Most of you will never have heard of #intober.  It’s a simple idea started by Jake Parker, a Utah artist,  nearly ten years ago – a challenge to make an ink drawing every day during the month of October.  Then you are supposed to post it on the internet and label it #inktober and #intober 2017.

Usually inktober is well along before I realize the challenge has started again. This year I happened to notice at the correct time.  I decided to give it a try.  I knew right away I wouldn’t take the time to scan and post all 31 drawings, but I’d at least try to ink a drawing every day. 

Now I’m nearly at the end of the month.  I think I missed two days, but there were other days when I did more than one.  

Trying to keep up with inktober was easy for me, but not totally satisfying.  I hardly did any painting all month because there was always another drawing that needed inking.  It is acceptable to include color with the ink.  I did a couple of those, but mostly I just inked.    

I did make a point of different types of ink drawings … and will give a brief comment about a few of them.  The little deer mouse at the top of the blog was my first sketch.  The day inktober started was an especially busy one for me, but late in the day I flipped open my laptop and drew him. 

Day 2 I had lots of time.  Dale and I parked next to these egrets and cormorants and I had time to sketch all but the last inch of crosshatching right on location.  I quit at that point and finished later because by the time I reached that the end of the sketch I really needed a table to work on. I had been balancing my sketchbook on my lap, scrunched in the front seat of the car.
  
This is another field sketch, but I did peek at the back of my camera, and I sketched it lightly in pencil before inking.  I wanted it to look spontaneous, but still be fairly well proportioned.    


I photographed this great horned owl peering out from some willow branches early in the month.  This one I tried to draw carefully from the computer after I got home.
 Great  Blue Heron -- another really quick field sketch.  My goal was to emphasize the beautiful light

Washington lily -- drawn from a photo I took several years ago.  I wanted to work with a wide range of values so I used the water soluble ink again. 
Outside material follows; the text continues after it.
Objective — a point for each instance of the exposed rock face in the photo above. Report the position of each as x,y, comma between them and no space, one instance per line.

Today’s drawing is the pair of double crested cormorants.  Sketched in the field nearly three weeks ago, but today I inked it.  Again I used water soluble ink.  I love how I can wet this ink with a ‘water brush’ – (a plastic brush that holds water in its handle). 
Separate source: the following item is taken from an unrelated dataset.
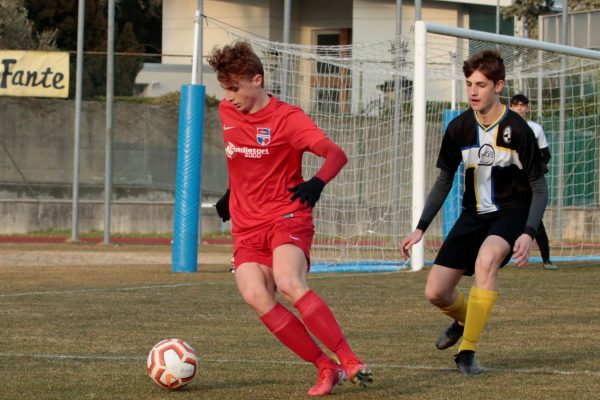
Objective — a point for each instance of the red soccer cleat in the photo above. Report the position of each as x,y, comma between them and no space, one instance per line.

In case you are interested, these are all done with one of my two fountain pens.  One is filled with Platinum Carbon black ink and is permanent.  I can paint right over it without the ink smearing.  In my second pen I keep water soluble ink. 


Sunday, October 8, 2017

Watching a Great Blue Heron

Field notes from September 9, 2017

I’m sitting on a boulder at the edge of the Umpqua River, sitting quietly watching two lizards.  The day is still a little hot, but shadows grow long.  A great blue heron flies to the rocky shelf that reaches out into the river.  He pants and droops his wings.  It is their typical ‘I’m drying out pose.’
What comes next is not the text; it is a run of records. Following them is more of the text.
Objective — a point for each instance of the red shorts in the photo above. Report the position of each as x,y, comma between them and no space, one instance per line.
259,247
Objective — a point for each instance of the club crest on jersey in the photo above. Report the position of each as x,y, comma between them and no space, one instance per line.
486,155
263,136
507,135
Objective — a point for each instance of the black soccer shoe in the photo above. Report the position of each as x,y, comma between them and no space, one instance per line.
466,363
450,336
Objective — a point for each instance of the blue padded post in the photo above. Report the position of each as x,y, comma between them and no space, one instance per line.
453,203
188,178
The heron stays put long enough for me to sketch him.  After about fifteen minutes of sunning himself he moves down between boulders.  I can’t see his body, but the angle of his head tell me he is hunting. 

When watching a great blue heron hunting ‘…you might imagine you are watching a statue of this bird.”
                                    John James Audubon

He finally moves to where we can really see him, but not for long.  All too soon he flies. 
The heron flies across the river and up onto an exposed limb on a tall alder.  He carefully limb-walks, getting himself tucked under the canopy of the tree.  The river valley will soon be in total shade.  Dusk is coming.  I suspect the heron is settling in for the night.